Manama : Al Baraka Banking Group (ABG) yesterday announced financial results for the first quarter of 2018 reporting increases in income, with total operating income increasing by 3 per cent, net income by 11pc and net income attributable to the parent’s shareholders by 3pc compared to the same period last year.
During the first quarter, the fluctuations of local currencies in a number of Arab and ME countries where ABG units operate against the US dollar continued, which affected the reported growth figures of both income and balance sheet items in terms of US dollar.
However, due to prudent policies, the Group was able to achieve good profits results, where total operating income increased by 3pc to reach US$257 million during the first quarter of 2018 compared to the same period last year. Net income attributable to the parent’s shareholders increased by 3pc to US$35 million during the first quarter of 2018 compared to US$34 million for the same period last year. The total net income achieved a good growth of 11pc to reach US$57 million during the first quarter of 2018 compared to US$52 million for the same period last year.

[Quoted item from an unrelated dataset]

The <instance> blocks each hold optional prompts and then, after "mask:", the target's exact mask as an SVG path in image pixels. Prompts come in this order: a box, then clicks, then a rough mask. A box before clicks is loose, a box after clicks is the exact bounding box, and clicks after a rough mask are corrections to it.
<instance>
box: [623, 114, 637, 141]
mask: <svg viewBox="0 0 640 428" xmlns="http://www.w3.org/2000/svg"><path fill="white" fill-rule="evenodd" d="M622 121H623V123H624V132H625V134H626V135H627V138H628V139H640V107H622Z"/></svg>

The growth rates of assets were affected by the decline in value of local currencies against the US dollar, the currency of reporting the Group’s consolidated statements. Therefore, the consolidated balance sheet items of Al Baraka Banking Group reduced from US$ 25.5 billion at end of December 2017 to US$ 25.1 billion at the end of March 2018 showing a decrease of 1pc.
Operating assets (financing and investments) amounted to US$19.0 billion as at the end of March 2018, showing a decline of 1pc from US$19.1 as at end of December 2017. Customer accounts as at the end of March 2018 reached US$20.4 billion, a decline of 1pc from end of December 2017 level US$ 20.7 billion, and represents 81pc of total assets.
With regard to the Group’s plans to expand its branch network, Adnan Ahmed Yousif, the President & Chief Executive of Al Baraka Banking Group said that “the total number of branches of our units reached 679 branches at the end of March 2018, increasing by 4 branches compared to December 2017, due to opening new branches by our units. The total staff of the Group’s branches reached 12,755.”